Students understand that the current protests are not about the murder of one man. As we grieve, we are questioning why these unjust murders continue to happen. The answer is institutional racism, and being able to acknowledge that it exists in Montclair is power. The power and commitment to justice I’ve witnessed from students throughout the past few weeks confirms that this energy will be harnessed into the school year. We are supporting, organizing and learning from each other so that this is not a moment, but a movement. Here are some ways the district can support students advocating for equity and justice.
Adhere to our demands. Earlier this month, I organized the Unity Walk alongside 17 other Montclair High School students, with the help of more than 50 volunteers. An estimated 6,000 people attended and marched for five miles, uptown and downtown, calling for the destruction of institutional racism within the education system. Some of our demands are as follows:
- Implement integrated learning.
- Provide bus service to the South End.
- Dismantle the Eurocentric curriculum.
- Provide mandatory training within the school district on both race and culture.
- Create a safe space in schools for BIPOC to express themselves.
Our demands are just the first steps to addressing institutional racism within the education system in Montclair. After speaking with the Board of Education on June 15 and receiving their full support, we felt that it was necessary to ask the question, “Could it be possible that our demands are already a part of Montclair Public School policy but are not being adhered to?”
In short, the answer was yes.
I appreciate the Board of Education’s transparency and have no doubt that now that students will have representation on the Board next year, we will continue to hold Board of Ed members accountable when necessary. The Board has committed to having our demands be the framework of what Montclair High School will look like for the next 5 years and I am overjoyed by this commitment. The responsibility will no longer be on the students to advocate for justice but it will be a community effort that is led by the district.
Training throughout the district. To emphasize that point, students would love to see training on both race and culture (which are two different things) amongst teachers and administrators throughout the district. At the Unity Walk, students got an opportunity to anonymously share their experiences with racism at Montclair High School.
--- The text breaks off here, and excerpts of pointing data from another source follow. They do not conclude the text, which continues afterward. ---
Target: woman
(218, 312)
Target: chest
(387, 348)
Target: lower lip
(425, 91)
The responsibility should not be on the students to navigate these difficult situations on their own. We need support from our teachers and administrations, and in order to support us, they have to understand who we are. That is why it’s so crucial for training throughout the district to be implemented.
A cultural shift, led by the district. Students are now constantly engaging in discussions about racism and we are learning from each other as much as we can but, “Institutional racism is not a black issue that everyone else needs to empathize with, it is a structural issue that affects everyone from the top down so it is all our responsibility to actively engage in discussions to address it.”
These discussions should be hosted by the district, because every issue that stems from institutional racism impacts us all in one way or another. Every parent should be informed on what the achievement gap is because it impacts us all in one way or another. Every student should be concerned about a bus not being sent to the South End because it affects us all in one way or another.
An injustice to one is an injustice to all, anywhere and everywhere. A call to end these injustices needs to be led by the District.
By speaking out against injustice throughout the years, many students have looked to me for answers but I have to be honest: I am only one young black woman with my one perspective and my one voice. In order for the district to address the institutional racism that exists in our town, we must include as many voices and perspectives of black individuals as possible. There is so much that still needs to be said, so I wish everyone reading the love and liberation needed to hear us and fight alongside us.
Continue to listen to black students, let our voices guide your actions as we make progress within this movement, together as a community.
The author is a rising senior at Montclair High School.